The telephone line from a subscriber runs underground or overhead on poles to the local BT building. While this building is often known as "the exchange", in actual fact it might well not be. All the lines in an area terminate on a large patchboard known as the Main Distribution Frame (MDF). A second set of wires run from the MDF to the switching unit in the building. For the majority of lines this unit is a Remote Concentrator Unit (RCU), while for the remainder it is the Digital Local Exchange (DLE). (Between a third and a quarter of lines connect directly to a DLE.)

Diagram of a DLE and links

An RCU is a simple switch that runs under the control of a DLE - each RCU belongs to exactly one DLE. It will have, on average, one connection to the DLE for every 4 subscriber lines, so an RCU serving 6000 customers will have about 1500 lines connecting it to the DLE. The RCU can connect calls between two subscribers, or it can connect a subscriber line to a DLE link. There are 6941 RCUs of three different types: 4339 Marconi System Xs, 2137 Ericsson AXE10s, and 465 UXD5s. Most RCUs are located in villages or in small towns, but a number are in the same building as the DLE that controls them.
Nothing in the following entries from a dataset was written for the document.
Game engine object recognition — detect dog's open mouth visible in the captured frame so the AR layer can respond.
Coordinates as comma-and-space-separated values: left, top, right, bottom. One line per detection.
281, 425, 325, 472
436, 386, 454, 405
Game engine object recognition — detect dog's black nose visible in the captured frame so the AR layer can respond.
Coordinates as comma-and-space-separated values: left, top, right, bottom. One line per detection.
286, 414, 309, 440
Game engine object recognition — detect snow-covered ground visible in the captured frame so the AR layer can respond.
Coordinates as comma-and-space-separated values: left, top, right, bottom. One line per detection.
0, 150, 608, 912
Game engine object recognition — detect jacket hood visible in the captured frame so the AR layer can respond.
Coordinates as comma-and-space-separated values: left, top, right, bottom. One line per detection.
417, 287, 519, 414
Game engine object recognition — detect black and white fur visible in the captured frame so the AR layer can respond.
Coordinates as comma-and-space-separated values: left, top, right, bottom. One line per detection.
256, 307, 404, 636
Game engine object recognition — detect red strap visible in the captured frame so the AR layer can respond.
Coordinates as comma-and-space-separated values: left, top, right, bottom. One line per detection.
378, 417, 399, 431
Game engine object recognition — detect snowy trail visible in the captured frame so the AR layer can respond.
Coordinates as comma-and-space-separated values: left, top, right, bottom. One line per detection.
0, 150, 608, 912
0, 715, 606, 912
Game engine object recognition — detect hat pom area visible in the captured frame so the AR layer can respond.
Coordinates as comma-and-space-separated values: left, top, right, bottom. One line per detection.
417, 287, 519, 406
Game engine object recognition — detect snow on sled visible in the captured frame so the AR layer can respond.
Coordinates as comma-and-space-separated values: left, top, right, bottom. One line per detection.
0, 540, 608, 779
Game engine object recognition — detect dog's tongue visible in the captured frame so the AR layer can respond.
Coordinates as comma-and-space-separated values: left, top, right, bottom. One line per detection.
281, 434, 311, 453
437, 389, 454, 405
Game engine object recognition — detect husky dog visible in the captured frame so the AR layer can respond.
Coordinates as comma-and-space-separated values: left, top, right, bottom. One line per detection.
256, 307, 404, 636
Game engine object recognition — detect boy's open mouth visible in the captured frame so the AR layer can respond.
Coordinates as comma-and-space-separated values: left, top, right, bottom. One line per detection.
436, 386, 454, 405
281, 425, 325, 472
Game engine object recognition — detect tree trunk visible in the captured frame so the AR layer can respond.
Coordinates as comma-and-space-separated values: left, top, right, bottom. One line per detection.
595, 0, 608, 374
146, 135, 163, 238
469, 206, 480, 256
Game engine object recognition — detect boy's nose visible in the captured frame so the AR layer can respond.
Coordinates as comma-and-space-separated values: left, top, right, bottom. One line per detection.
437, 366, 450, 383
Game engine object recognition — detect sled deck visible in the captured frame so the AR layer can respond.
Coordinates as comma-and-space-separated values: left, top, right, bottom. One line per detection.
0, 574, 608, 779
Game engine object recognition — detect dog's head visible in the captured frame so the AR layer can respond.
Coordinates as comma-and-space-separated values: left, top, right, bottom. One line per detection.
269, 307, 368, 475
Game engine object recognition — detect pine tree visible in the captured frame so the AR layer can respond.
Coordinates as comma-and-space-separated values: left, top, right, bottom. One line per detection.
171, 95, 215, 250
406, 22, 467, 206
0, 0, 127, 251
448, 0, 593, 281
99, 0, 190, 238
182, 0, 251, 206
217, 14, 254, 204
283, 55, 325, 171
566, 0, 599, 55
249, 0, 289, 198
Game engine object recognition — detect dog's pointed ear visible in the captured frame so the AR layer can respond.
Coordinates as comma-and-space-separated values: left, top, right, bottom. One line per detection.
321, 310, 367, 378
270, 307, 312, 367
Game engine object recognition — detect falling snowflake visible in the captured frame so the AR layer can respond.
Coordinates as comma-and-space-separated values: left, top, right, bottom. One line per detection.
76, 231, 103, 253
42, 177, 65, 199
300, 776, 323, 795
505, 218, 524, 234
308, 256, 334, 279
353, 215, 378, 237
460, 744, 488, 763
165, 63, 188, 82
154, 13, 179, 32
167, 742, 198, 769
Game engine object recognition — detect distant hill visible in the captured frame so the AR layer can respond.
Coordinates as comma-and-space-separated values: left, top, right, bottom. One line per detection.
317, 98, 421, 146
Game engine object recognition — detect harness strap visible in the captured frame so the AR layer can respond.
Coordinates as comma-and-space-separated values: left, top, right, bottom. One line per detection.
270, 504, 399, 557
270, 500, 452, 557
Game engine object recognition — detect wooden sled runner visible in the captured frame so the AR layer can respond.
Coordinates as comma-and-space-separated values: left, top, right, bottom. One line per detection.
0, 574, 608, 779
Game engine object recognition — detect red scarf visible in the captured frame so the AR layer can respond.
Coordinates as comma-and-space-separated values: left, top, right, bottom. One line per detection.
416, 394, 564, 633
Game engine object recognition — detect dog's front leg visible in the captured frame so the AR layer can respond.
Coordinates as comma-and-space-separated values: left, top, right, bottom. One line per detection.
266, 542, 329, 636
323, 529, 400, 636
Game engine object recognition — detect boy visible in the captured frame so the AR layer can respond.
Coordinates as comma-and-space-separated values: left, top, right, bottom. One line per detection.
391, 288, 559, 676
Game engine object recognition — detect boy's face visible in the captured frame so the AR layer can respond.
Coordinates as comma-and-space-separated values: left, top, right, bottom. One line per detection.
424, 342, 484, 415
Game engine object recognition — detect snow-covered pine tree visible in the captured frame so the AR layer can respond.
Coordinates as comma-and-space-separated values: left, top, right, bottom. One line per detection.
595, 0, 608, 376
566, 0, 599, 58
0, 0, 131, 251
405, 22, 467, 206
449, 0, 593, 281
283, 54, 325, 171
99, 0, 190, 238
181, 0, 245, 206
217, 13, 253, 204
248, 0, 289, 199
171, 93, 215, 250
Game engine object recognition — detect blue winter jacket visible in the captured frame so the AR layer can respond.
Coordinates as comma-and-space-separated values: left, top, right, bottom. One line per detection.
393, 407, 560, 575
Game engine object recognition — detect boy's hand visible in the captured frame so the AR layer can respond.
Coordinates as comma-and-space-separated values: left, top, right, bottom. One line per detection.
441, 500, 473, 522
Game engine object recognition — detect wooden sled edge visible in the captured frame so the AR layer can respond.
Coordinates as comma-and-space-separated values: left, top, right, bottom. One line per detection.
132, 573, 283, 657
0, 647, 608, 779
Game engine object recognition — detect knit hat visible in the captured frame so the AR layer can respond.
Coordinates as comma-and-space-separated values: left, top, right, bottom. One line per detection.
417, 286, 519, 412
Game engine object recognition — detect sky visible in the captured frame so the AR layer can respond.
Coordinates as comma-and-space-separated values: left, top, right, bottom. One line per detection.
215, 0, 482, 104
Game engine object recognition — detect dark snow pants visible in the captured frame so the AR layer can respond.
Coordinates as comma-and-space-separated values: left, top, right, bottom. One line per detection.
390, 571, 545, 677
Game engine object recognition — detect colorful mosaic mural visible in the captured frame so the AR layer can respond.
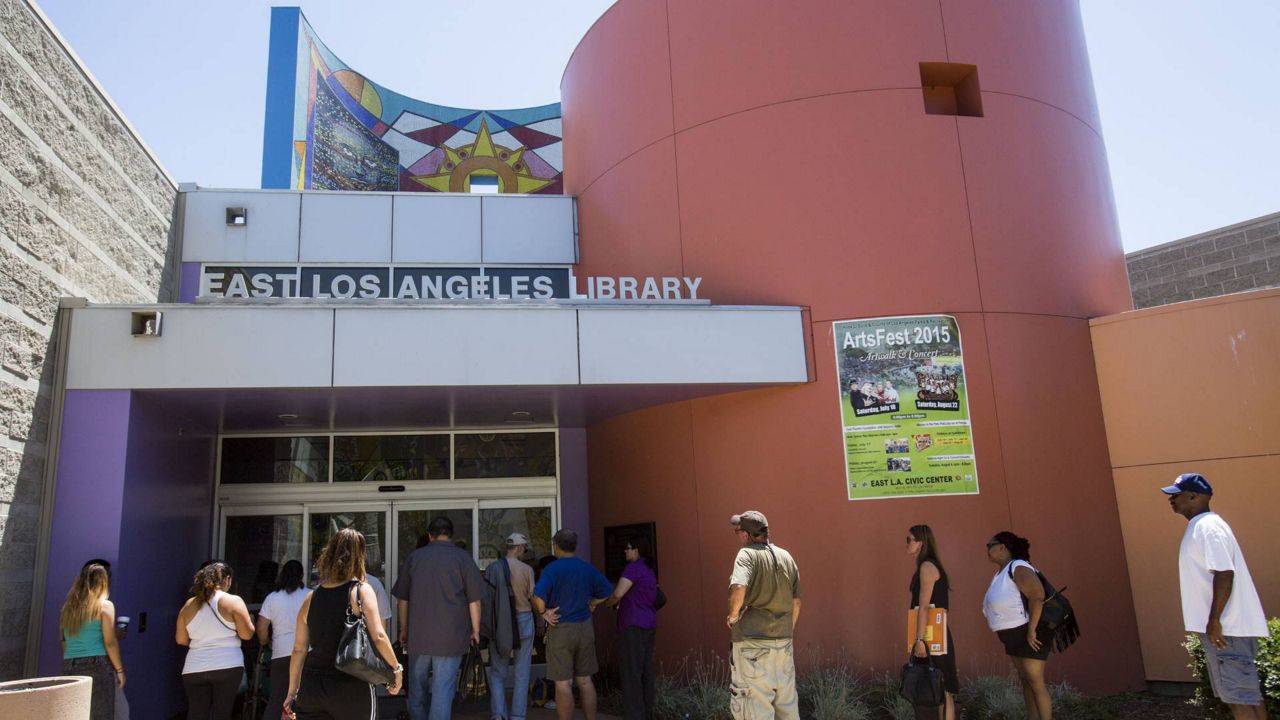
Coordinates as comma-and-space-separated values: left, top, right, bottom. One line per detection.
262, 8, 563, 193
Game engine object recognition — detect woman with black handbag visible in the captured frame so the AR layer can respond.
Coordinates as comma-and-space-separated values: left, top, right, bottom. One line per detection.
284, 528, 404, 720
982, 530, 1053, 720
906, 525, 960, 720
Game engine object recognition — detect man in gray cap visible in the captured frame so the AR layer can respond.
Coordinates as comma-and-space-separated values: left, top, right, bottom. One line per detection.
1160, 473, 1268, 720
484, 533, 534, 720
727, 510, 800, 720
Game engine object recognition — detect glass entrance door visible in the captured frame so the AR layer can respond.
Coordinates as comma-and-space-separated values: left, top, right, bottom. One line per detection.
215, 497, 557, 615
307, 502, 392, 589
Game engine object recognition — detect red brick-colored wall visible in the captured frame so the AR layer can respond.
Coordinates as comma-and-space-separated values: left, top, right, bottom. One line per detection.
562, 0, 1142, 691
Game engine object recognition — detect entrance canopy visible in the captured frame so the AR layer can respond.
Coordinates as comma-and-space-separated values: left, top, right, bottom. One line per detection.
67, 302, 808, 432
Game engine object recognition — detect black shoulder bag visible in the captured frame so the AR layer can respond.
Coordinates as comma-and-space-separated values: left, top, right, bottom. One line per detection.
1009, 562, 1080, 652
897, 656, 947, 707
333, 583, 396, 685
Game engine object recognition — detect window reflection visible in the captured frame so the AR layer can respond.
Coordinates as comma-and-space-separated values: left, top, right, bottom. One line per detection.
333, 434, 449, 484
480, 507, 552, 568
453, 433, 556, 479
225, 515, 302, 605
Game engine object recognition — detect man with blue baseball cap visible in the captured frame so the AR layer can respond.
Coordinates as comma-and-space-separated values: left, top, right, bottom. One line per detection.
1160, 473, 1267, 720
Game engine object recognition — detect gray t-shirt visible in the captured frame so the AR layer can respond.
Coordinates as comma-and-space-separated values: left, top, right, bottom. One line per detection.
728, 543, 800, 642
392, 541, 484, 656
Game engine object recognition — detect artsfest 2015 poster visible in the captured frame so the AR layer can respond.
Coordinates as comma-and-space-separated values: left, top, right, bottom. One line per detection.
832, 315, 978, 500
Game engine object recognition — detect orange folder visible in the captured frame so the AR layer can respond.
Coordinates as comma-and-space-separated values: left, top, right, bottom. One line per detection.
906, 605, 947, 655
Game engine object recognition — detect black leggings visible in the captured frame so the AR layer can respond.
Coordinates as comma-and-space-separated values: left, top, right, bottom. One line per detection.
262, 655, 289, 720
622, 626, 655, 720
293, 670, 376, 720
182, 667, 244, 720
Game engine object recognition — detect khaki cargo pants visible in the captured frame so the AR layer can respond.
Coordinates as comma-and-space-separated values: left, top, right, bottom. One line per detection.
728, 638, 800, 720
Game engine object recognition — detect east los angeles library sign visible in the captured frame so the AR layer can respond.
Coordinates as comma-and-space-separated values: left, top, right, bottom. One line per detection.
200, 265, 703, 301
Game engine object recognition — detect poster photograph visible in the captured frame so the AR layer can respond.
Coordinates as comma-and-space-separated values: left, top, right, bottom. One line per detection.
832, 315, 978, 500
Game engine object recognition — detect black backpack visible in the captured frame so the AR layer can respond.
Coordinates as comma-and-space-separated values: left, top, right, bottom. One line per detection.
1009, 562, 1080, 652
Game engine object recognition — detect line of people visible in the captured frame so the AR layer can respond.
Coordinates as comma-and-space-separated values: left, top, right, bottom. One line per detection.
59, 474, 1267, 720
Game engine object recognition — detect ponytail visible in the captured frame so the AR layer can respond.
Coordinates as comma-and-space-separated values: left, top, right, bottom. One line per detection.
992, 530, 1032, 562
191, 562, 232, 603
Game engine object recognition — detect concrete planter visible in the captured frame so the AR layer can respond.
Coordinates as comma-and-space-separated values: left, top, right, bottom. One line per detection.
0, 676, 93, 720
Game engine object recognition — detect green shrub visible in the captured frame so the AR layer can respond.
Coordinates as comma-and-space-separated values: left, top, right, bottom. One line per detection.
653, 655, 731, 720
956, 676, 1027, 720
1183, 618, 1280, 719
863, 675, 915, 720
796, 665, 872, 720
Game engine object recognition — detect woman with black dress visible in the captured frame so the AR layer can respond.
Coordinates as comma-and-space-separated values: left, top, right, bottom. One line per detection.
906, 525, 960, 720
284, 528, 404, 720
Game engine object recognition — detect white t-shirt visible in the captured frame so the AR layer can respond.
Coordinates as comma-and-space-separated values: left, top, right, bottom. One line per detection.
365, 574, 392, 623
1178, 512, 1268, 638
257, 588, 311, 660
982, 560, 1036, 632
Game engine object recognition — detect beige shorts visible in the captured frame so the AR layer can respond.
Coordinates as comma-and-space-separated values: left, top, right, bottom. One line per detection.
547, 620, 600, 682
730, 638, 800, 720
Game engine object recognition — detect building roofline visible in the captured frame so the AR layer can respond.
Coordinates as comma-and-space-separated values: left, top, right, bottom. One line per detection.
23, 0, 178, 190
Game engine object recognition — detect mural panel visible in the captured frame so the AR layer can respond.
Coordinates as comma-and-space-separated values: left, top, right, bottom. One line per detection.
264, 8, 564, 195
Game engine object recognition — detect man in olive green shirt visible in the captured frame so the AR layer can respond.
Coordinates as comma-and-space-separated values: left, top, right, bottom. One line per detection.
727, 510, 800, 720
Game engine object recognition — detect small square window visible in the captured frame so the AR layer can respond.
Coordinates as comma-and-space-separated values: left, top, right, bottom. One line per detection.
920, 63, 982, 118
467, 173, 500, 195
129, 313, 164, 337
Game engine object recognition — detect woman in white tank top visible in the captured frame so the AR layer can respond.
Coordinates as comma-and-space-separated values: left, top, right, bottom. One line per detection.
175, 562, 253, 720
982, 530, 1053, 720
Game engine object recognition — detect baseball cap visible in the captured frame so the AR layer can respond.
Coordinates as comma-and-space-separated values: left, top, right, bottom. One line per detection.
1160, 473, 1213, 495
728, 510, 769, 534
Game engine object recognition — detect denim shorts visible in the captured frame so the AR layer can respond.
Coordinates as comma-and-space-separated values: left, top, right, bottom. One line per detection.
1201, 633, 1262, 705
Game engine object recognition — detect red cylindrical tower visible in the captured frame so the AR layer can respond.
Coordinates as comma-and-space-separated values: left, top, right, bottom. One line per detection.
562, 0, 1142, 691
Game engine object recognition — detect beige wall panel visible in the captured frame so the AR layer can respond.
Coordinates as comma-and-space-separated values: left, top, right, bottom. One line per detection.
1091, 290, 1280, 468
1111, 455, 1280, 680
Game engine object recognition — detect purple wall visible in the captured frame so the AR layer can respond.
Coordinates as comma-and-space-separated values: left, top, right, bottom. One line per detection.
40, 389, 214, 717
111, 395, 214, 717
40, 389, 132, 675
559, 428, 591, 559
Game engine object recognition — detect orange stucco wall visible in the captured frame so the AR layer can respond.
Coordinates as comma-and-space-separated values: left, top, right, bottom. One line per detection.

There are 770 DLEs around the UK, consisting of 559 System Xs and 211 AXE10s (note that System Xs and AXE10s perform a number of different rôles in the network). Each DLE has its own subscribers and also controls one or more RCUs, for a total of 30 to 40 thousand lines (a few DLEs have no direct subscribers and only control RCUs). The DLE controls all calls made between those subscribers, as well as taking part in calls to and from elsewhere. DLEs are not spread evenly across the country - indeed there are 149 in London but only 21 in the whole of Northern Ireland. Rather, they are distributed to match the density of lines. A building in a major town may well have two or three DLEs, each with its own cluster of RCUs. These will not necessarily divide the locality geographically - it's possible for adjacent villages to be on different DLEs while those far apart may be on the same one. Similarly, there is not necessarily a connection between DLE and dialling code: all four of the DLEs in Cambridge have both 01223 and 01954 numbers on them, and at least one has 01353, 01440, 01553, 01638, and 01842 numbers as well.

Technology note

A System X switch is a unit that has a MDF and trunks to other switches. Therefore an RCU is a switch that only connects to its DLE, while a DLE is a switch that connects to many other switches, including RCUs. This means that calls from an RCU involve an extra switching stage compared with lines directly connected to the DLE.

With the AXE10, on the other hand, the MDF is connected to a separate switching unit called the SSS. The SSS can be either physically attached to the switch (in which case it is called a CSS) or can be sited remotely (in which case it is called an RSS). In both cases calls within the SSS can be switched directly or at the DLE. Thus all calls are switched in the same way whether or not the MDF is attached to the DLE or an RSS.

The DM or Tandem network

Where a call is being made to a subscriber on a different DLE from the caller, it needs to travel over some kind of link between DLEs. In theory all DLEs could be connected to one another, but this would be wasteful of links (there would be over a quarter of a million such links). Alternatively calls could be relayed from DLE to DLE (as was done in the days of manual operators), but this would take up a lot of the processing power of the DLEs.

Instead there is a second network of switches, known as the DM Network or the Tandem Network. This network is made up of four kinds of switch:

Note that the term tandem switch is often used to refer to all four kinds. A full list of tandem switches is at the bottom of this page.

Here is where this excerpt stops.